薬剤師なら、患者を診て薬学的アセスメントをする。
これらには確かな専門性による「知識」が必要。
医師、歯科医師、薬剤師の大学は6年制。
医師、歯科医師には研修制度があり、薬剤師であっても生涯研修で学び続ける。
日進月歩の医療、薬剤もどんどん増えていく。
6年で必死に学んだ知識だけでなく、常に最新の医療情報を得なくてはならない。
我々医療従事者が、もし知識を得ることをやめたなら、患者を「無知」を理由に殺してしまうかもしれない。

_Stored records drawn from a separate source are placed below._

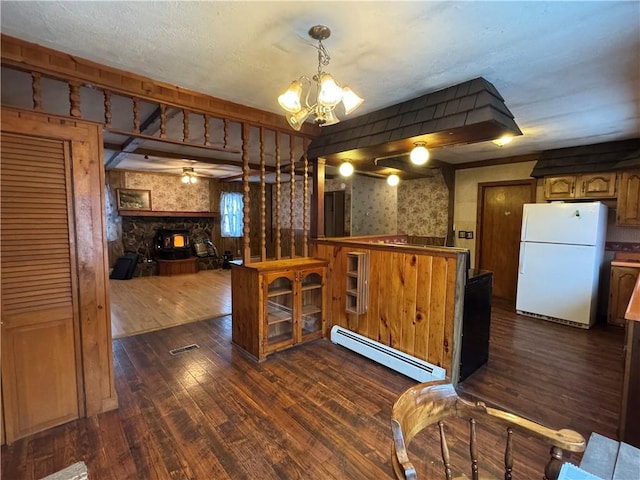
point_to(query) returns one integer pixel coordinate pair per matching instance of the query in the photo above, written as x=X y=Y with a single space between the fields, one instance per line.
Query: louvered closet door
x=39 y=367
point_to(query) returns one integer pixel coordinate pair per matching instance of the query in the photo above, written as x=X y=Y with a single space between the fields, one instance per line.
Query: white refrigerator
x=561 y=253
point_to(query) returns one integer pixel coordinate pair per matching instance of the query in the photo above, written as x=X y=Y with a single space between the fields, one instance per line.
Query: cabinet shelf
x=308 y=310
x=284 y=306
x=279 y=291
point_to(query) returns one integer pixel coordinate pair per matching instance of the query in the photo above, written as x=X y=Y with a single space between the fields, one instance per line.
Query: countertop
x=625 y=263
x=633 y=309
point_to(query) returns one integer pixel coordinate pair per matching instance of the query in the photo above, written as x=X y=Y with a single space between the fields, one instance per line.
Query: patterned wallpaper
x=373 y=206
x=169 y=194
x=423 y=206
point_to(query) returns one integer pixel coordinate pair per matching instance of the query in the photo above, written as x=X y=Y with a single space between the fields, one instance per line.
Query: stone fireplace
x=139 y=235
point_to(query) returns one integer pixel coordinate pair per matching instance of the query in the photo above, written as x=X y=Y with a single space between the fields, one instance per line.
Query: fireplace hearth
x=172 y=244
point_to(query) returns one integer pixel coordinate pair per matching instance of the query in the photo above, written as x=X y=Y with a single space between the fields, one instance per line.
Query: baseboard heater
x=394 y=359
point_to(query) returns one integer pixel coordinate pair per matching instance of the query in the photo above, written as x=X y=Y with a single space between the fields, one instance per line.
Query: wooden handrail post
x=317 y=198
x=246 y=230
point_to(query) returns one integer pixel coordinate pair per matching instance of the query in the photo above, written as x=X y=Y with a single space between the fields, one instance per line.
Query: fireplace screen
x=172 y=244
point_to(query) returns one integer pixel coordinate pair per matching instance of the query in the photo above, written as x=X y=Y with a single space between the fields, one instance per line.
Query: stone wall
x=138 y=233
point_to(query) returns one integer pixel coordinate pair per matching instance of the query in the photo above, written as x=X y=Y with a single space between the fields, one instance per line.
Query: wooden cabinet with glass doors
x=277 y=304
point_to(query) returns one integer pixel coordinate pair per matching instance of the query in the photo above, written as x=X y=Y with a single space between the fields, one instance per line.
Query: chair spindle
x=508 y=455
x=445 y=451
x=552 y=469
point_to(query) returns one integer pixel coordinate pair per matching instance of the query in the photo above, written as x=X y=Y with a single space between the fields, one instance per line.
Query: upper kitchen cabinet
x=591 y=185
x=628 y=206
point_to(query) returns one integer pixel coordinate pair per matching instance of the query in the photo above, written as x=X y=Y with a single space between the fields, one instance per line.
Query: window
x=231 y=212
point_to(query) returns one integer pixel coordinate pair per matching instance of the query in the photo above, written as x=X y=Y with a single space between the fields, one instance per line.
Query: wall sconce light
x=346 y=169
x=189 y=175
x=503 y=140
x=419 y=155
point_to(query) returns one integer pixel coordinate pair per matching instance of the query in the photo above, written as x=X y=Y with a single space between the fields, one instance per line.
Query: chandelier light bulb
x=346 y=169
x=503 y=140
x=419 y=155
x=321 y=88
x=330 y=93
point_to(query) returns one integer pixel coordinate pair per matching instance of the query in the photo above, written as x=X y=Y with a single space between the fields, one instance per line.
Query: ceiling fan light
x=330 y=94
x=346 y=169
x=296 y=120
x=290 y=100
x=350 y=100
x=419 y=155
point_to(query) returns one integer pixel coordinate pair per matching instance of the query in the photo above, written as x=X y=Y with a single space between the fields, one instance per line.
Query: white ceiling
x=568 y=71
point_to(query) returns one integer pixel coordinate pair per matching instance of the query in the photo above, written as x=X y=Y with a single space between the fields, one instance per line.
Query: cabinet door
x=279 y=310
x=559 y=187
x=311 y=303
x=38 y=300
x=597 y=185
x=623 y=281
x=628 y=206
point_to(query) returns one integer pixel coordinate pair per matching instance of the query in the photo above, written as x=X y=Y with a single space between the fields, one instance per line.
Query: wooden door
x=628 y=206
x=38 y=299
x=334 y=214
x=499 y=224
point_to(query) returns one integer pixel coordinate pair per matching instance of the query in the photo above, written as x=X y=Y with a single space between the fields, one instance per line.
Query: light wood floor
x=145 y=304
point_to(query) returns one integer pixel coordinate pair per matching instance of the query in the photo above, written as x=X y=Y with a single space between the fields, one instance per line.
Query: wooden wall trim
x=31 y=57
x=91 y=245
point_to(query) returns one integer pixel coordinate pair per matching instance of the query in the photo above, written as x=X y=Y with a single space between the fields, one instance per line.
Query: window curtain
x=231 y=214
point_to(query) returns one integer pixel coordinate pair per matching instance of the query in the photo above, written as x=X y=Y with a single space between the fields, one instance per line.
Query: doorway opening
x=499 y=222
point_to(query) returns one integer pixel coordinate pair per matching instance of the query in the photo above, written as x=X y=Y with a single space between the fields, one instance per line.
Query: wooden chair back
x=432 y=403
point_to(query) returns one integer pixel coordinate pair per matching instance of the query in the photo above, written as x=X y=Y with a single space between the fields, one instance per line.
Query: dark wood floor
x=315 y=411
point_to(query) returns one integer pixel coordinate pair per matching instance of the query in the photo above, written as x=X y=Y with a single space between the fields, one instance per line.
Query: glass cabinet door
x=279 y=310
x=311 y=292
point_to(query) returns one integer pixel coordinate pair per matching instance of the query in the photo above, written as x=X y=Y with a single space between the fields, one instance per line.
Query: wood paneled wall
x=88 y=263
x=415 y=297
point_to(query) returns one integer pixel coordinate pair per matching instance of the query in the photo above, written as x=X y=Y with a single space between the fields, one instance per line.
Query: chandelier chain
x=323 y=56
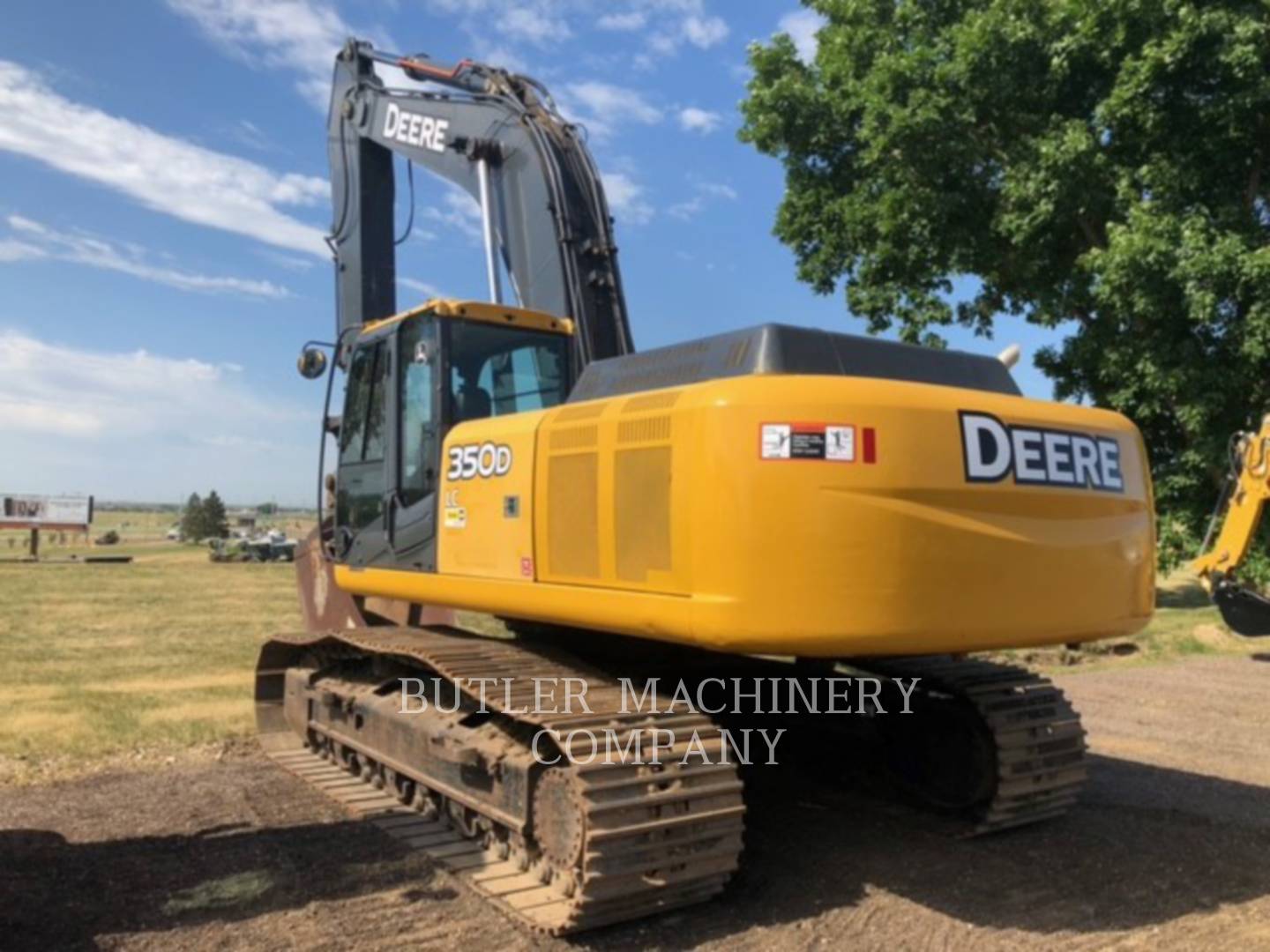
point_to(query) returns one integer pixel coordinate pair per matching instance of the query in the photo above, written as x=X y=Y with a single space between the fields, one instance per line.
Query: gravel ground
x=1169 y=851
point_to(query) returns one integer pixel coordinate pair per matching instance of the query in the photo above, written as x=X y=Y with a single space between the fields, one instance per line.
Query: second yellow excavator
x=768 y=504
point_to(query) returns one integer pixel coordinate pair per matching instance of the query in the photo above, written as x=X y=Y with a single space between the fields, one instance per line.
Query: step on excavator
x=1231 y=533
x=766 y=502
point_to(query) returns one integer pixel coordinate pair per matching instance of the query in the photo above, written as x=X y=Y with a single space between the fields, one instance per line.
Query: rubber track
x=655 y=838
x=1039 y=740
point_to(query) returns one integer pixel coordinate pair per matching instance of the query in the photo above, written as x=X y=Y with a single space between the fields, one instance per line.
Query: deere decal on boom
x=779 y=502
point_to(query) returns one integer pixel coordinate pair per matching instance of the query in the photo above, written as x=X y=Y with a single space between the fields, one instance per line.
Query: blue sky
x=164 y=196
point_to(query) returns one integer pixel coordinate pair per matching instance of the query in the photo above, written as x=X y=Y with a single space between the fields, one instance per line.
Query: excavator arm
x=1232 y=531
x=499 y=138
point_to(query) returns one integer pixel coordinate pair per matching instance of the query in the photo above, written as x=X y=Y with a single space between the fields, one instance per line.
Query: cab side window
x=418 y=424
x=361 y=438
x=499 y=371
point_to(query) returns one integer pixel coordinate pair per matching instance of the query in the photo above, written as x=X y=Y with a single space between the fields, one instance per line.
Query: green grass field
x=156 y=657
x=153 y=657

だから我々にとって、「知識」は医療で戦う為の「武器」になる。
このことに反対する医療従事者はいないはず。
だとするなら、世界最強の知識を持った存在である「AI」は、我々医療従事者よりも病と戦う力があるのではないか?
そう考えても不思議ではない。
実際に私は、もうここずっと症例検討をAIと行っている。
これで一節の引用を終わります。